Another analyst, David Koning, with Baird Equity Research, said by email that he watches severance expenses “both because adding back a lot of costs is low quality earnings, and because it is an interesting situation if they are cutting a lot of people.” 

“Investors do get a little nervous when companies have a difficult culture, or have to cut a ton of costs” to hit their numbers, Koning added in the email today. 

Former employees have told Payments Dive the company is shifting away from remote work as the COVID-19 pandemic has ebbed, and paring workers who don’t live near central offices. Fiserv told a New Jersey state agency last year that it has closed about 100 U.S. office locations since its 2019 acquisition of First Data. 

At the same time, Fiserv has bolstered its presence in Berkeley Heights, New Jersey, where it’s built a new campus housing mostly tech jobs.

Cave said the company has “executed a gradual return to office” coming out of the pandemic, “and updated our work policy accordingly. Our in-office associates are asked to be in the office the majority of the time.”

Fiserv has “a hybrid approach to work, which includes in-office, remote and ‘work from road’ (high travel) roles,” Cave said in an email. “Depending on the role, we may offer associates who work remotely the opportunity to relocate to a Fiserv location.” Employees who are offered relocation options, and the relocation locations vary widely, she said.

That Berkeley Heights, New Jersey location has been the main beneficiary of relocations. On Friday, Cave said the company has “recently started moving associates into the new campus in Berkeley Heights.”

As it sought to develop a new office location, Fiserv was granted a tax credit award in September 2021 by the board of the New Jersey Economic Development Authority, providing the company with $109.2 million in tax credits over seven years. 

A spokesperson for the New Jersey Economic Development Authority said today the agency had no comment. Berkeley Heights Mayor Angie Devanney didn’t respond to multiple requests for comment and, through the township clerk on Monday, deferred to Fiserv for comment.

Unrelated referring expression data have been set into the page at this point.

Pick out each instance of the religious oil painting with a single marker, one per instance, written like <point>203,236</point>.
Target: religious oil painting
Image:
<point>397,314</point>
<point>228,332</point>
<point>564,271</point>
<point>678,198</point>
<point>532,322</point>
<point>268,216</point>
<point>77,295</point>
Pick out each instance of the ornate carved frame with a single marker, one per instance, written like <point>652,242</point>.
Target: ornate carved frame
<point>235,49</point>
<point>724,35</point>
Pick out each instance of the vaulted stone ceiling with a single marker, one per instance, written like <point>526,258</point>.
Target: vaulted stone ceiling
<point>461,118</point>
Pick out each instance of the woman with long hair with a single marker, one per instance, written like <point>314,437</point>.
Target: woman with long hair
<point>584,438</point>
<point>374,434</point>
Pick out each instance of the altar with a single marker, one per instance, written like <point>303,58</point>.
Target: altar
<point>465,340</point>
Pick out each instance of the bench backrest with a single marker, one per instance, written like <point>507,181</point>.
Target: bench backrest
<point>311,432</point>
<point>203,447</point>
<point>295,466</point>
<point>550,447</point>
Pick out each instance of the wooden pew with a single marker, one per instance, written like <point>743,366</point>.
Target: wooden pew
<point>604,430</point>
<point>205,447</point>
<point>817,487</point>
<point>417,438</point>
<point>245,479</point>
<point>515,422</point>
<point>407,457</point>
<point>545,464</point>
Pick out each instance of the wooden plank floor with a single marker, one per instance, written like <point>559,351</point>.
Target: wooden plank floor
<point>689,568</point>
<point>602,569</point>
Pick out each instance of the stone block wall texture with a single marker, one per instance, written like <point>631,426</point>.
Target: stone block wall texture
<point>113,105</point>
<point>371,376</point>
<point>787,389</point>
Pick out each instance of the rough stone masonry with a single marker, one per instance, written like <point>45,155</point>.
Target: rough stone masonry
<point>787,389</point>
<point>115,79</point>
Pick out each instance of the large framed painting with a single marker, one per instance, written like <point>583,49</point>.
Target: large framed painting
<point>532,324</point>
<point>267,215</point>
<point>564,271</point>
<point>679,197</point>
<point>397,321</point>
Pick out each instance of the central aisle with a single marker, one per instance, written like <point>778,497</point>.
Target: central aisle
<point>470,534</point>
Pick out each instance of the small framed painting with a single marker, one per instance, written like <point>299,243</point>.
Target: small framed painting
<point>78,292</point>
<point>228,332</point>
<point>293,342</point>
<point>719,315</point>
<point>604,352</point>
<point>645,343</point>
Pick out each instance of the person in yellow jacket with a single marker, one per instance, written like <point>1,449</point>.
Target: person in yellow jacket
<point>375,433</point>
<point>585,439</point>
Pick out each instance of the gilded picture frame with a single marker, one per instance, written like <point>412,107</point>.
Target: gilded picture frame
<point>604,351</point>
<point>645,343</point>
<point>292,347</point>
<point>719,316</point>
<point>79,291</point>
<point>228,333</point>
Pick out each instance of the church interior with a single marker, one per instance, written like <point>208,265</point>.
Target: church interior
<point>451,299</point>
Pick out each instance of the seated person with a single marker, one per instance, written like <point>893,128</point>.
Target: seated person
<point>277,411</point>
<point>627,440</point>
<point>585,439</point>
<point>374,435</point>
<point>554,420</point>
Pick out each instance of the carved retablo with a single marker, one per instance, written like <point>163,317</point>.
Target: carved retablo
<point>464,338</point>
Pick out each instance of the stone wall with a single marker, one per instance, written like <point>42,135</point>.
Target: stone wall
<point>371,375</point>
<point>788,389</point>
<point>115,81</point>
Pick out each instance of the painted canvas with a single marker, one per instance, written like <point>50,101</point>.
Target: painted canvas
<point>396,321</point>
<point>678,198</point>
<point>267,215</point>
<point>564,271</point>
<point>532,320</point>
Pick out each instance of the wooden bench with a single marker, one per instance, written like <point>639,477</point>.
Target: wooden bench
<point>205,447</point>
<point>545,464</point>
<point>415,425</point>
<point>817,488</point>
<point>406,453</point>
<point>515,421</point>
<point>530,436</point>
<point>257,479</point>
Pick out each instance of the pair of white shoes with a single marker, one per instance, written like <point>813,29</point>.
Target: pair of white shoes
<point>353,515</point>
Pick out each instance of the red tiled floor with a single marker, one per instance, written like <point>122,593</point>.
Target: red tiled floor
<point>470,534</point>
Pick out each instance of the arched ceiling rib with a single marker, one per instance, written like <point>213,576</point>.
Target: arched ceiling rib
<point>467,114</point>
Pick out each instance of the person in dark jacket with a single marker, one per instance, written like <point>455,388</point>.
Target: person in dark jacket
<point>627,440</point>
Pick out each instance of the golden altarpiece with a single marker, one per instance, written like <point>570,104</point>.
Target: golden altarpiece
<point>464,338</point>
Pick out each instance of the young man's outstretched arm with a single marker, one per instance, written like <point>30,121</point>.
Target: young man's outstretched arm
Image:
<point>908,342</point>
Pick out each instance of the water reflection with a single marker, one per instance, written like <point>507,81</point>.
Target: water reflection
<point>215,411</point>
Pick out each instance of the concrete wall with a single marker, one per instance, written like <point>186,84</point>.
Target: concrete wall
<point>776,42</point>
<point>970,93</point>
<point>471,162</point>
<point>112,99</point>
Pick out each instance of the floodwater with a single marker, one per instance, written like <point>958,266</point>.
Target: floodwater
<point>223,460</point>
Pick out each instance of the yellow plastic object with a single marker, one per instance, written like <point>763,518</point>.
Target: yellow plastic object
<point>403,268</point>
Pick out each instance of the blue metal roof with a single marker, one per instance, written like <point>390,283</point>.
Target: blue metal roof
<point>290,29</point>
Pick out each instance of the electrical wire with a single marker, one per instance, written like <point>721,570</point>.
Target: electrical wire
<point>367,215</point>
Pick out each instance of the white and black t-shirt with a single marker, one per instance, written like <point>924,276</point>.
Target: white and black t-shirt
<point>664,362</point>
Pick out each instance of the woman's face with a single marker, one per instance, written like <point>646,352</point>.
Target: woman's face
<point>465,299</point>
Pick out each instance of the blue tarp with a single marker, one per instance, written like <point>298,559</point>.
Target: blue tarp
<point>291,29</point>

That tax credit award was “a material factor” in Fiserv’s decision to develop the campus in New Jersey, as opposed to Alpharetta, Georgia, where the company also has an office location, Cecilia Lassiter, an attorney for Fiserv with law firm Sills Cummis & Gross, said during an Oct. 19, 2021 meeting of the Berkeley Heights township council. 

For its part, Fiserv agreed to create 1,927 new jobs and retain 1,063 jobs in New Jersey, Lassiter said during that meeting.

A community benefit agreement, signed by representatives of Fiserv, the township and the New Jersey EDA in February and March 2022 stipulates Fiserv give the township $150,000 for a park development project. 

At the council meeting last year, Devanney called that amount “a significant infusion of funds to get the project started.” Fiserv can take 11 years to provide the funding for the park, but Fiserv CEO “Frank [Bisignano] is interested in trying to do it all up front,” she said during that meeting. 

During negotiations, the township also got an additional $10,000 toward the township’s Christmas tree in Veterans Memorial Park, Devanney said at that meeting.

Aside from the park funding, codified in the agreement, Devanney noted at the meeting last year that Fiserv will create “medium- and high-paying jobs” in the township. “I hope that our community will be able to take advantage of those openings,” she said then.

Cave declined to comment on the number of Fiserv jobs that have been created in the area so far under the agreement. Devanney didn't respond to a question asking for that figure.

The company has three years to create the jobs, with two possible six-month extensions, Lassiter noted during that meeting. Fiserv had said the jobs created would have an annual salary exceeding $92,000, she noted.